= V. M. Jones =

Victoria (Vicky) Mary Jones (born 1958) is a children's author.

==Life and career==
Jones was born on 23 August 1958 in Luanshya, Zambia (then the Federation of Rhodesia and Nyasaland).

She completed a BA in English, Archaeology and Social Anthropology at the University of Cape Town. Jones moved to Christchurch, New Zealand, in 1997 with her husband and two sons, and has written all her books there.

== Books ==
- Buddy (2002)
She wrote her first book, 'Buddy', about a boy named Josh Cranford. Josh loves sport and is absolutely determined to win the Energex Iron Kid Triathlon, but due to his twin buddy nearly drowning he has aquaphobia. The book 'Buddy' won the junior fiction section and the Best First Book Award for the 2003 New Zealand Post Book Awards for Children and Young Adults. It was also shortlisted for the 2003 LIANZA Esther Glen Medal.

- Juggling With Mandarins;Out of Reach (2003)
Her second book tells the story of a pivotal time in the life of a young boy who is called Phil, a.k.a. Pip. Pip feels he is being called on to fulfil sporting ambitions his father can no longer achieve. He is also struggling with changing feelings for the girl who is his friend next door, when she goes out with his enemy. As well as learning to juggle mandarins, he learns how to juggle new feelings and relationships throughout this book as he learns to climb, a passionate goal.
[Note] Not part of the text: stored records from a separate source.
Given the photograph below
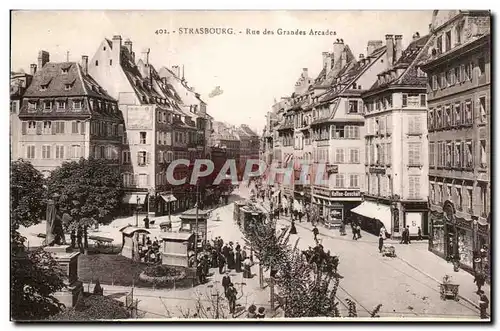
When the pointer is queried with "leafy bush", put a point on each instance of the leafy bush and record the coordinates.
(96, 307)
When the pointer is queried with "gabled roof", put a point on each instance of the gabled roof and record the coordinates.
(416, 51)
(54, 81)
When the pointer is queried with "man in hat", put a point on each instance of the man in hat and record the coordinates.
(226, 280)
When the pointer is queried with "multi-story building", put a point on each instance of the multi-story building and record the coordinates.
(66, 115)
(156, 129)
(337, 132)
(459, 122)
(19, 82)
(396, 162)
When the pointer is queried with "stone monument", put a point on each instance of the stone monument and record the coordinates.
(55, 243)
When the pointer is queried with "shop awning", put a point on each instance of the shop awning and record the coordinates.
(377, 211)
(168, 197)
(132, 198)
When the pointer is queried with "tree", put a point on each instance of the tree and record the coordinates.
(35, 276)
(27, 203)
(87, 190)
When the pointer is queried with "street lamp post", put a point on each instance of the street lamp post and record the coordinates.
(137, 212)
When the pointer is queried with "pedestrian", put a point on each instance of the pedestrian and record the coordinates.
(222, 262)
(483, 304)
(479, 279)
(237, 261)
(226, 280)
(247, 272)
(261, 313)
(293, 229)
(380, 243)
(315, 233)
(231, 297)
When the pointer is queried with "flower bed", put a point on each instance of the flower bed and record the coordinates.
(162, 274)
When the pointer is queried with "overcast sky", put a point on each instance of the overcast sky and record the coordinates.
(251, 70)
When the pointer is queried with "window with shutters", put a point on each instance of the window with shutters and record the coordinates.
(75, 151)
(47, 127)
(31, 127)
(77, 104)
(435, 85)
(75, 126)
(47, 106)
(468, 197)
(414, 187)
(482, 110)
(354, 181)
(483, 156)
(125, 157)
(432, 154)
(457, 118)
(353, 107)
(448, 155)
(141, 158)
(414, 154)
(469, 155)
(484, 200)
(339, 181)
(45, 152)
(354, 155)
(30, 152)
(59, 152)
(457, 155)
(339, 155)
(447, 117)
(468, 112)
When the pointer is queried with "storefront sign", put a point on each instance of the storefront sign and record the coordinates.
(377, 171)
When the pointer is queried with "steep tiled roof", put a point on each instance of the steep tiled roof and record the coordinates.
(54, 82)
(414, 53)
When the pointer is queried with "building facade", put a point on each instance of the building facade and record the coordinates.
(19, 82)
(459, 97)
(396, 156)
(67, 115)
(157, 131)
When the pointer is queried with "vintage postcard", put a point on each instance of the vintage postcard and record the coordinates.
(272, 165)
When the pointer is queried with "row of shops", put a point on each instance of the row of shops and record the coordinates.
(456, 236)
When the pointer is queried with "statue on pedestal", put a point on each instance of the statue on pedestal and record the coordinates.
(54, 231)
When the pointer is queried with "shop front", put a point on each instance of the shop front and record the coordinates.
(454, 236)
(335, 205)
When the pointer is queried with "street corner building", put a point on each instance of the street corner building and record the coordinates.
(64, 115)
(164, 119)
(458, 68)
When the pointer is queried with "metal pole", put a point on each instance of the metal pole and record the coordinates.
(196, 237)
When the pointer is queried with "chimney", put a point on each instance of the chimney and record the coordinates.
(33, 69)
(145, 55)
(116, 48)
(128, 45)
(373, 45)
(338, 47)
(43, 57)
(389, 42)
(177, 71)
(398, 48)
(85, 64)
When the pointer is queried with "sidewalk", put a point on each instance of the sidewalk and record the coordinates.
(417, 256)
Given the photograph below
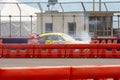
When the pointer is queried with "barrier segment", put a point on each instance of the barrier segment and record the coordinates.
(95, 72)
(109, 50)
(1, 54)
(81, 50)
(103, 72)
(49, 50)
(48, 73)
(17, 51)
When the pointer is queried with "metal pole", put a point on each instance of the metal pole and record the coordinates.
(0, 24)
(41, 16)
(20, 17)
(99, 5)
(93, 5)
(10, 24)
(62, 17)
(84, 15)
(118, 27)
(31, 22)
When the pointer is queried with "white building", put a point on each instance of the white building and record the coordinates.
(74, 23)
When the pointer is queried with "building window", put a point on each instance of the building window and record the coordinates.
(72, 29)
(100, 25)
(48, 27)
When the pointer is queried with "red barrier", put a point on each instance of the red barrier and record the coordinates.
(60, 50)
(1, 54)
(49, 51)
(95, 72)
(17, 51)
(61, 73)
(109, 51)
(81, 50)
(53, 73)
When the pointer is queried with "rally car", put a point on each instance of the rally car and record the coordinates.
(58, 38)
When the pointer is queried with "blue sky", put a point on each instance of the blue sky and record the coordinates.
(63, 0)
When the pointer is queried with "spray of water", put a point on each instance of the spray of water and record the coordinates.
(84, 36)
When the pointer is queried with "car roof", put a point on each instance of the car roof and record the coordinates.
(46, 34)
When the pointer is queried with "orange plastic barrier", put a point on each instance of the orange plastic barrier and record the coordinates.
(61, 73)
(53, 73)
(95, 72)
(81, 51)
(49, 51)
(17, 51)
(109, 51)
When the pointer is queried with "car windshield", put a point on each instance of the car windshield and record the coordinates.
(68, 38)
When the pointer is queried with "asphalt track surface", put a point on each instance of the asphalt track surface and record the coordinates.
(36, 62)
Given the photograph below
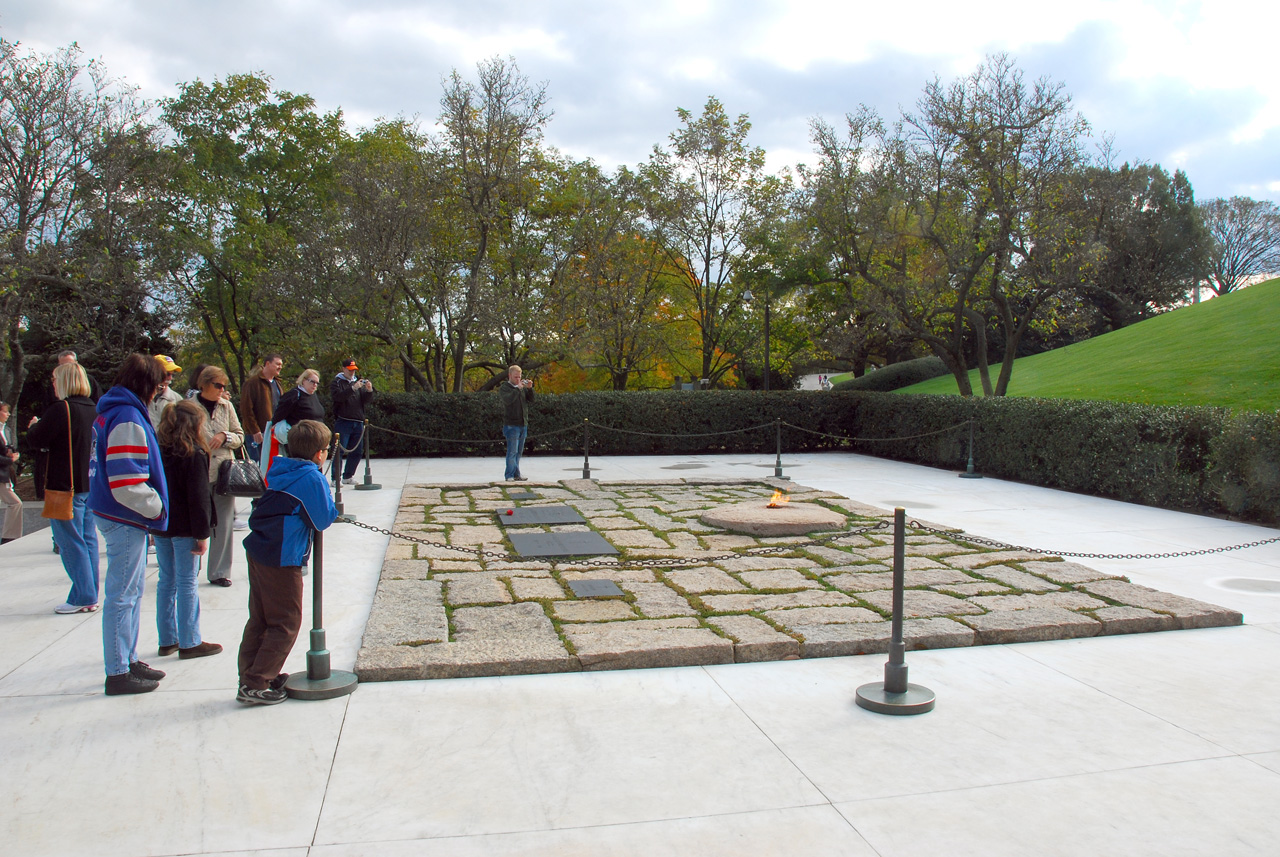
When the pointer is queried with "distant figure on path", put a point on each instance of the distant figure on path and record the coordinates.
(350, 394)
(516, 393)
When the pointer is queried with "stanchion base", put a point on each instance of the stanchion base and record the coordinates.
(917, 700)
(339, 683)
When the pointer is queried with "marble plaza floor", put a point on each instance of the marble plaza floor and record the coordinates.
(1161, 743)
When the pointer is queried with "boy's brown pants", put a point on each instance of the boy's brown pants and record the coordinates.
(274, 621)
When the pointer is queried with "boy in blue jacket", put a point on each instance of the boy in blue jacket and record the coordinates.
(296, 504)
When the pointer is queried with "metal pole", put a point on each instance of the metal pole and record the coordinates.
(895, 695)
(969, 473)
(368, 485)
(320, 682)
(777, 459)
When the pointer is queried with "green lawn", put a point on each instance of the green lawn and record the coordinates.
(1223, 352)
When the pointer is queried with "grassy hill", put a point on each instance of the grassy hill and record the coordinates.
(1223, 352)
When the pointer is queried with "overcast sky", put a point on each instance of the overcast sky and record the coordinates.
(1184, 85)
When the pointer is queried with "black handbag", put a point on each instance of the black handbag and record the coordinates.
(240, 477)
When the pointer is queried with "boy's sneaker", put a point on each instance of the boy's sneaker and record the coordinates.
(128, 683)
(266, 696)
(145, 670)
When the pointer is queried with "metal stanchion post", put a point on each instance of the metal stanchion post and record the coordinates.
(969, 473)
(895, 695)
(777, 461)
(368, 485)
(320, 682)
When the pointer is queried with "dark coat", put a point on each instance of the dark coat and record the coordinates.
(513, 400)
(297, 406)
(191, 505)
(50, 434)
(347, 402)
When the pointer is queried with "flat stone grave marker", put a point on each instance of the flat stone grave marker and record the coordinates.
(595, 589)
(517, 517)
(561, 544)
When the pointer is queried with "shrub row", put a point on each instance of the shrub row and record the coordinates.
(1201, 459)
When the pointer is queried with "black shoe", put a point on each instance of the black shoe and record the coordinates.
(128, 683)
(200, 650)
(144, 670)
(266, 696)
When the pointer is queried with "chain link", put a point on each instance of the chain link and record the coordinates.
(959, 535)
(618, 563)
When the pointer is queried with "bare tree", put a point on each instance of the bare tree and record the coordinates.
(58, 118)
(1246, 235)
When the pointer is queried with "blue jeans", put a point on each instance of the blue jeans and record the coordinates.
(177, 599)
(515, 436)
(351, 432)
(77, 545)
(122, 605)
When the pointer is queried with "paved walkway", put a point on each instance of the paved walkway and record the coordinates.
(1161, 743)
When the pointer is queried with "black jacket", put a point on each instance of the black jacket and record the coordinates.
(191, 505)
(296, 406)
(50, 434)
(347, 402)
(513, 400)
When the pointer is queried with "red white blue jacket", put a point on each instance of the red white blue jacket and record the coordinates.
(126, 472)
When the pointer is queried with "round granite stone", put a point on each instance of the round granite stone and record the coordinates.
(757, 518)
- Serpents of Arakesh (2003)
In the same year, 'Serpents of Arakesh', the first of the Karazan Quartet was released. It follows an orphan named Adam Equinox who was abandoned on the doorstep of Highgate, an orphanage run by the cruel Miss Pilcher. He enters a competition on the back of a bookmark and wins the chance to visit Q, the creator of a computer game called Quest to Karazan. He is transported through a computer in to the fantasy world of Karazan to find the potion of healing to heal Q's daughter Hannah, who is suffering from a rare and potentially fatal form of cancer.

- Beyond the Shroud (2004)
Hannah goes to Karazan to rescue her cat Tiger Lily, but forgets to take a computer with her so she can't get back. Adam and his friends have to go bring her back.

- Prince of the Wind (2004)
They go to Karazan to prevent conflict between the two worlds of earth and Karazan by finding the Prince of the Wind.

- Quest for the Sun (2005)
Adam and his friends must work together to finally overthrow King Karazeel.

- Shooting the Moon (2006)
The sequel to Juggling with Mandarins. Pip is beginning to shine in the family but his brother, Nick is slowly being drawn into the world of drugs.